La Corte di Cassazione sez. lavoro con la sentenza n. 22625 depositata il 03 settembre 2013 intervenendo in tema di demansionamento ha statuito che può essere licenziato il lavoratore che si rifiuta di svolgere le mansioni in mancanza di una assoluta e totale inadempienza del datore di lavoro. Il dipendente ha diritto al risarcimento del danno subito all’immagine professionale.
La vicenda ha riguardato un dipendente assunto con la qualifica di direttore generale con contratto a tempo determinato, successivamente con la nomina del nuovo consiglio di amministrazione erano state introdotte modifiche allo statuto aziendale in base alle quali il direttore generale non aveva più la rappresentanza legale attribuita al presidente. Pertanto il L.F. aveva ritenuto che tale modifica e alcuni comportamenti aziendali avessero determinato la sua dequalificazione, e si era pertanto rifiutato di rendere la prestazione.

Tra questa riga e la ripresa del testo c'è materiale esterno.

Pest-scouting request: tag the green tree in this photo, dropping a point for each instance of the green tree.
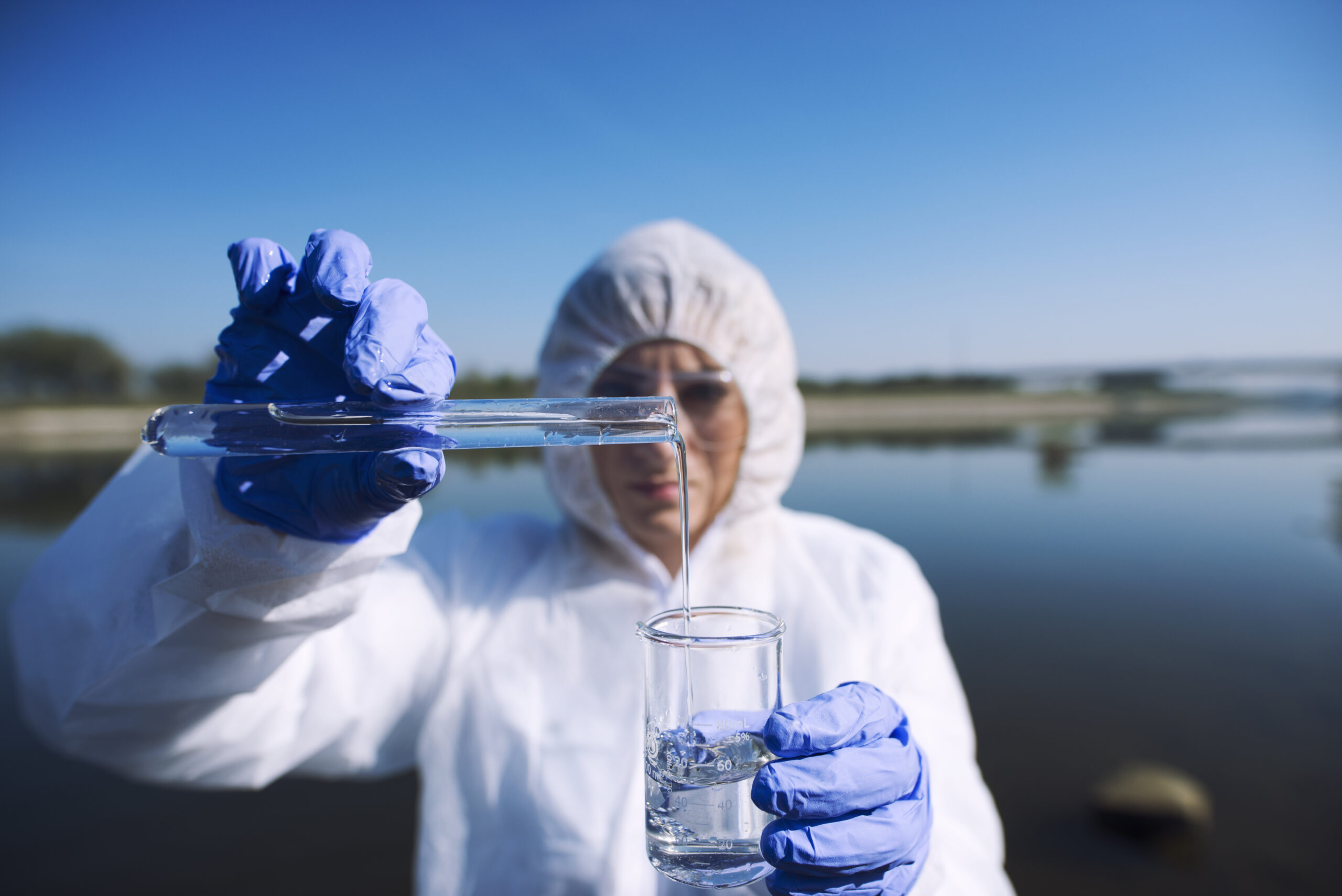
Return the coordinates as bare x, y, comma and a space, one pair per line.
39, 364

Il dirigente veniva, a causa di tale comportamento, licenziato per giusta causa. Il dipendente avverso il provvedimento di licenziamento ricorreva al tribunale, in funzione di giudice del lavoro, che respinge la domanda del ricorrente. Il dipendente avverso la decisione del giudice di prime cure ricorre alla Corte di Appello che, in riforma della sentenza del Tribunale, dichiarava la legittimità del licenziamento intimato dalla società e la condanna della stessa al pagamento di una somma per l’accertata dequalificazione professionale.
I giudici della Corte Territoriale hanno rilevato, in riferimento al demansionamento, che ” il nuovo statuto, pertanto, non consentiva al presidente di intromettersi nella gestione della società così come, invece, era avvenuto, essendosi il Presidente attribuito il potere di firma su ogni atto esterno e quindi anche sugli atti di gestione, come quelli relativi ai rapporti con le banche, i fornitori, i consulenti, gli enti , interpretando il concetto di rappresentanza legale in modo così ampio da inglobare qualsiasi potere relativo ai rapporti esterni benché lo Statuto attribuisse al direttore competenze di rilevanza esterna sotto la sua esclusiva responsabilità. Ha osservato, altresì, che il presidente si inseriva anche materialmente nella gestione tenendo contatti diretti con i dipendenti, con i professionisti esterni, i consulenti, seppure non impedendoli al direttore, di cui però controllava ogni attività esterna al momento della firma sugli atti istruiti dal L:F..” Per cui i giudici di appello hanno affermato la sussistenza di una dequalificazione solo parzialmente autorizzata dal nuovo statuto. Mentre in ordine al licenziamento, i giudici territoriali, dichiaravano la legittimità del licenziamento poichè non poteva rifiutarsi di svolgere le mansioni in assenza di un totale inadempimento del datore di lavoro.
Avverso la sentenza propone ricorso inanzi alla Corte di Cassazione la società A.T. formulando tre motivi di censura.
Gli Ermellini hanno ritenuto esente da censure la pronuncia con cui il giudice di merito, avendo accertando le continue ingerenze del presidente, ritiene sussistente la dequalificazione del direttore generale. Quest’ultimo, tuttavia, non può rifiutarsi di svolgere i suoi compiti residui.